Figma's Config 2026 pitch is that agentic tools should extend a designer's judgment. Dylan Field said it directly: "AI has lowered the floor, but it has not raised the ceiling." Designers raise the ceiling. The framing is correct. The architecture contradicts it.
The agent extension test asks one question. Can you describe how you think clearly enough that an agent applies it to a new case and you endorse the result? If yes, your thinking is a method. If no, you are delegating to something that cannot represent you.
Figma's answer is Skills. A skill is a set of instructions, written in plain English, that you teach the agent. You package your design philosophy and your conventions. The agent executes them. Your judgment, extended.
Extended by what? Figma AI runs a multi-model strategy. Different tools use whichever model fits best. Figma Make lets users choose between Claude, Gemini, and GPT. The model that interprets your skill and decides what it means on a new case belongs to Anthropic, Google, or OpenAI. Not to Figma. Not to you.
This would be abstract if Anthropic were a neutral infrastructure provider. It is not. On April 14, 2026, Mike Krieger resigned from Figma's board via SEC filing. Three days later, Anthropic released Claude Design, a standalone AI workspace aimed at replacing the need for designers in zero-to-one product creation.
Two remaining Figma board members are material investors in Anthropic. Findell Capital called for an independent investigation into whether Anthropic benefited from improper use of Figma's confidential information. The extension test breaks here. You wrote the skill.
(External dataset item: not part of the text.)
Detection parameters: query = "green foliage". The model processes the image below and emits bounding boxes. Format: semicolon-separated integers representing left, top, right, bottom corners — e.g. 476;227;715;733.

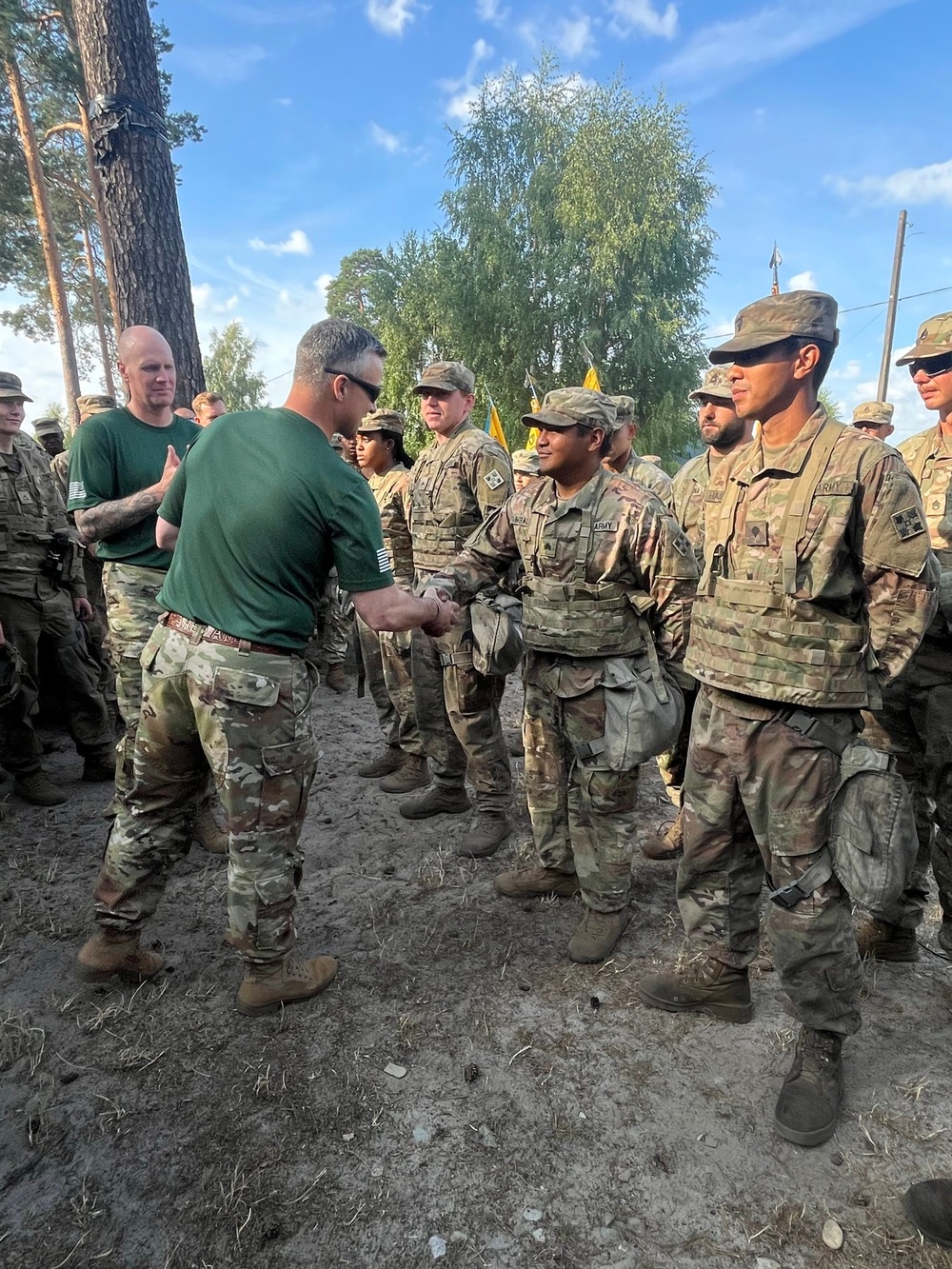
327;56;715;461
205;320;267;411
Figma hosted it. The model that interprets it is built by a company now competing with both of you.
Think about what a skill actually is. Figma calls it "a design philosophy, a signature aesthetic, a feedback lens, turned into something any teammate can implement, learn from, and build on." That is a method made legible. The value proposition is that your judgment becomes portable. But portable into a model you do not control, operated by a company that shipped a competing product three days after its CPO left your tool's board.
The margin pressure shows the dependency is structural. Figma's gross margin fell from about 92 to 86 percent over 2025 due to AI inference costs. The intelligence driving Figma's growth eats into its margins and comes from providers building competing products. Figma is paying its competitor to run the judgment layer of its own product.
A user on Figma's community forum put the frustration plainly: the agent is "constantly in the way" and "not something I think the majority of users want or need." The complaint is that the tool feels imposed rather than invited.
The gap between legible systems and judgment remains open. Design systems are now readable by agents. Brand context is not. 42% of designers cite lack of product and brand context as a top challenge when using AI tools for design work.
Skills are supposed to close this gap. They cannot close it when the model interpreting your method treats it as a prompt to be weighed against its own training, not a constraint to be followed.
Field described code as material for design, not its opposite. He is right. But material you shape through someone else's inference engine, while that someone builds a competing product three days after leaving your board, is material you do not control.
Figma's Skills feature is the best articulation of judgment-as-method I have seen from a design tool company. That makes the structural problem worse, not better. The clearer your method becomes, the more valuable it is to the model provider who interprets it. You are writing your playbook in a language only your competitor's infrastructure can read. So who owns the judgment layer that reads your Skills?